ANNE MORTON, from Dalgety Bay, dreamed big when she saw patients and relatives stuck inside a hospice ward at Queen Margaret Hospital.

The retired education professional spent time with her close friend and sister-in-law, Cynthia Martin, there in the final days of her life last summer as she lost her battle with cancer.

Remembering sitting in the stifling heat, she explained: “It was the summer so it was hot and sunny and we were sat in a lounge on the ward.

“The staff were exceptional but I watched a grandad trying to amuse his young grandchildren while their mother was dying.

“Their father was with their mother and they were just a young couple.

“That grandad haunted me, it was roasting and you just wanted a breath of fresh air.

“I asked the nursing staff if there was an open space and when they told me the story, they were so distressed that they couldn’t offer that to their patients.

“They had tried and failed in times gone past but they didn’t have a community group behind them to trigger it.”

Anne’s words to the staff that day were: “If you leave this with me it will get done.”

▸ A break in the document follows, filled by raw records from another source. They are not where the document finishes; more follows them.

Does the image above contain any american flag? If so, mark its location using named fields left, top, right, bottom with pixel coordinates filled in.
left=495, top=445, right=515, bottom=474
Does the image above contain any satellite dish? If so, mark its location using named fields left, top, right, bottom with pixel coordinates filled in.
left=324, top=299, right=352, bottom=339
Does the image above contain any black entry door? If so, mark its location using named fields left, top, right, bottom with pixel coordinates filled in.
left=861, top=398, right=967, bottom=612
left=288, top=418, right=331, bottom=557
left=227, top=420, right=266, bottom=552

In less than a year, she had set up a committee group and by October this year, it’s hoped the hospice garden will be opened.

She added: “Cynthia was such an outdoors person, a hill-walker and loved being by the beach.

“She never complained but to watch her in that bed not being able to just go through the doors was heartbreaking.

“I wheeled her to the hospital entrance but there were smokers there and there wasn’t really anywhere else to go. It was so sad.

“By October, I was back in the hospice with my best friend’s husband, George.

“We were there all day, every day and we couldn’t get a breath of fresh air.”